Pada Februari 1943, Pridi menerima perintah dari Marsekal Plaek Phibunsongkhram, sebagai Panglima Tertinggi, untuk ditempatkan di Markas Besar Angkatan Bersenjata sebagai ahli hukum. Namun, ia menolak untuk mematuhinya karena menganggap perintah kepada wali negara itu batal demi hukum. Akhirnya, Pridi menerima perlindungan dari Angkatan Laut. Pada 22 September 1943, Marsekal Plaek Phibunsongkhram membentuk komite untuk menyelidiki Pridi atas tuduhan merencanakan penangkapannya sebagai bentuk perlawanan terhadap Jepang, tetapi ia berhasil lolos dari tuduhan tersebut.
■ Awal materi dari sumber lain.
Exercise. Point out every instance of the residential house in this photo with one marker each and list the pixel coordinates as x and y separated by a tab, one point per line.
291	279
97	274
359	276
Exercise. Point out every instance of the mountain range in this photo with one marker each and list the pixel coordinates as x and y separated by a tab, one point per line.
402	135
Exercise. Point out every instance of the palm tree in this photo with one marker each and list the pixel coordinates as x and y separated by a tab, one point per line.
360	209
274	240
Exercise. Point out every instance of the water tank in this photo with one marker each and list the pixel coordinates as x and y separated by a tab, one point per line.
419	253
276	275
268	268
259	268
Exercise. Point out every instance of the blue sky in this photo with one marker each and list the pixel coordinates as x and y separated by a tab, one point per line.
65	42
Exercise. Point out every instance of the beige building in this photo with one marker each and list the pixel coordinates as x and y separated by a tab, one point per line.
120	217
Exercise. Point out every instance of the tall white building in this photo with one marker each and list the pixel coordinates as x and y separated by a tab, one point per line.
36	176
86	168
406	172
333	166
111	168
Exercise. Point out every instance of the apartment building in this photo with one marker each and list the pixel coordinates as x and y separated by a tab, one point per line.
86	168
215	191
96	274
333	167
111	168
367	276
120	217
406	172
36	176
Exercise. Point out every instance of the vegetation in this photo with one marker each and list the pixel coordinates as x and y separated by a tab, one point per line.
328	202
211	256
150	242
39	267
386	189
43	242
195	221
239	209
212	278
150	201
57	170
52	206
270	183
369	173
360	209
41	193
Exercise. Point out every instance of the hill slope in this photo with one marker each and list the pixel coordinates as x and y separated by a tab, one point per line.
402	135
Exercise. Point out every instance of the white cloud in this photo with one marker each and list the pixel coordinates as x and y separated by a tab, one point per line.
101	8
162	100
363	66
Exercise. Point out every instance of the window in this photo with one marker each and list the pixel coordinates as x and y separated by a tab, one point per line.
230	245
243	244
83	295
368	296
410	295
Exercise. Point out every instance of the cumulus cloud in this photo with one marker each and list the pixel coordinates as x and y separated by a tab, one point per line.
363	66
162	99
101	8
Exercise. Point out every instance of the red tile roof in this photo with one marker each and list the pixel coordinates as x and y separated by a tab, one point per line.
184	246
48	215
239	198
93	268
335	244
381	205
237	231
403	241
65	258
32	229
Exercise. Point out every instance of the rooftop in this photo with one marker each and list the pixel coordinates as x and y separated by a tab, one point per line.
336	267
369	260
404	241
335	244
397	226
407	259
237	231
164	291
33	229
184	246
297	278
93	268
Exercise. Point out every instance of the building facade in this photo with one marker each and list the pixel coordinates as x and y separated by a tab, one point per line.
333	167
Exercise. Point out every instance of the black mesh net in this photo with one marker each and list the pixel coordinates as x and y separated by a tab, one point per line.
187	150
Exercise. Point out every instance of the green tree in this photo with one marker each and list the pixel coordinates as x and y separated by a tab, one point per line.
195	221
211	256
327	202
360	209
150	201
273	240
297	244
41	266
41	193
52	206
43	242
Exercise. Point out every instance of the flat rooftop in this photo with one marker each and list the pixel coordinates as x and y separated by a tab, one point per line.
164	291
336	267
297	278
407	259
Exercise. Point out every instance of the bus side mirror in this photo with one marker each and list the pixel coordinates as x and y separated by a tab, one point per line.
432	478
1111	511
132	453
Pridi memainkan peran penting dalam mendorong Mayor Khuang Aphaiwong untuk menjadi perdana menteri pada tahun 1944 setelah pemerintah Marsekal Plaek Phibunsongkhram mengundurkan diri karena kalah suara dalam dua rancangan undang-undang penting. Ia juga mengangkat Phraya Phahonphonphayuhasena sebagai menteri tanpa portofolio, panglima tertinggi (menggantikan posisi panglima tertinggi yang dihapuskan), dan panglima angkatan darat, serta mengangkat Marsekal Plaek Phibunsongkhram sebagai penasihat negara untuk mencegah kudeta.
Pridi adalah pemimpin yang mengorganisir pendirian organisasi perlawanan terhadap invasi Jepang, yaitu Gerakan Thai Bebas di dalam negeri. Thawi Bunyaket menceritakan bahwa Pridi menghubungi Sekutu dan mengirim orang ke luar negeri sebagai agen serta merencanakan agar Thawi terpilih sebagai Ketua Dewan Perwakilan Rakyat dan membentuk pemerintahan di pengasingan, tetapi Marsekal Plaek Phibunsongkhram menghalanginya. Ketika rencana pembentukan pemerintahan di pengasingan gagal, mereka beralih untuk membentuk Gerakan Thai Bebas di dalam negeri. Kantor Layanan Strategis (OSS) dan Unit 136, yang merupakan agen intelijen Amerika Serikat dan Britania Raya di India, masing-masing memberi Pridi nama sandi "Ruth". Kedua negara juga meminta untuk mengirim perwakilan untuk mendirikan unit operasi rahasia di Phra Nakhon.
Pada Mei 1945, Pridi memberitahu Menteri Luar Negeri bahwa Thailand akan menggunakan taktik untuk membatalkan berbagai perjanjian dengan Jepang. Sebanyak 80.000 anggota Gerakan Thai Bebas di seluruh negeri siap untuk memberontak dan berperang secara terbuka melawan pasukan Jepang, tetapi Sekutu meminta agar rencana ini ditunda. Namun, untuk negosiasi politik mengenai pengakuan kemerdekaan Thailand, Britania Raya menolak untuk memberikan jawaban. Akhirnya, tanggal 1 September 1945 ditetapkan sebagai hari untuk mengangkat senjata melawan pasukan Jepang di dalam negeri. Namun, Jepang menyerah kepada Sekutu pada 15 Agustus, sebelum hari yang ditetapkan.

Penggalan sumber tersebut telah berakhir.